The Republican reaction to the massive election fraud scandal in NC-09 that’s now garnering national attention is interesting to watch. The GOP leadership is demanding that Mark Harris, the Republican Congressional candidate who led in the district by 905 votes, be certified so he can take his place in Congress. The operatives on twitter are trying desperately to make the scandal a Democratic one, or at least a bipartisan one.
Republicans who’ve spent a decade decrying rampant voter fraud that they’ve never been able to show, now find themselves demanding that rampant fraud be swept under the rug. To hear them tell it, a rogue operator little known to the GOP ginned up hundreds and maybe thousands of votes. They maintain that nobody has shown that enough votes were suppressed or manufactured to have changed the outcome. The NC GOP agrees an investigation should take place but it shouldn’t interfere with the outcome of the election. That’s ridiculous.
Right now, nobody knows how deep the corruption goes. The primary suspect, McCrae Dowless, appears to have been working in multiple counties and he was both manufacturing and suppressing voters with mail-in absentee ballots. A full accounting needs to be done before anybody is certified.
The investigation also needs to figure out who knew what and when. I have a very hard time believing Mark Harris didn’t know what was going on in Bladen County. He ran three campaigns down there in less than three years and the mail-in ballot numbers were suspect in all three. The first time, the lopsided margin benefited his opponent. The next two times, it benefitted him. And according to witnesses, Harris recommended Dowless’ services to other GOP candidates. Anybody who has done politics in that part of the state knows there’s been a history of allegations of corruption. Congressman Robert Pittenger, the man Harris beat in the primary, was “fully aware” of “unsavory people” in Bladen County.

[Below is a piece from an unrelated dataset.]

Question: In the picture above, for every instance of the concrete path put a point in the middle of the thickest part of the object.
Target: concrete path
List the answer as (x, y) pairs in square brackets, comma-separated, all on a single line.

Conservative twitter warriors are furiously making accusations that Democrats were behind voter fraud, too, as if that will justify the NC09 corruption by somehow exonerating Harris or just leveling the playing field. There’s some truth behind their histrionics. Corruption in Robeson and Bladen County has been happening for decades. From 2012 to 2016, there was a 25+ point swing from Democrats to Republican in races for president and governor and, yet, every other down ballot Democrat won with healthy margins. That big a swing in a single cycle and that many split tickets should have raised flags.
Two major differences separate the irregularities this year and in the past. First, the fraud this year is tied directly to the top-of-the-ticket candidate, Mark Harris. Second, the fraud may have actually swung a race that had bigger implications than just the governance of Bladen or Robeson Counties.
Like Louisiana under the Long machine, political corruption in Bladen and Robeson Counties is part of the political culture. Right or wrong, most state politicians have stayed out of it. In most cases, neither county has enough votes to swing a major election and the fraud is occurring for financial reasons and between competing local interests that have little to do with ideology of the major political parties. Delving into political corruption in these counties is opening a Pandora’s Box that could upend the political establishments of both places.
There needs to be a full-scale investigation of both counties. Republicans who have spent years screaming about in-person voter fraud and demanding measures that would disproportionately impact people who don’t agree with them would be wise to get in front of this particular episode. Otherwise, they open themselves up to allegations of cover-up and hypocrisy, not a good look heading into 2020, a year when North Carolina elects both a US Senator and governor, not to mention being a key swing state in the presidential election.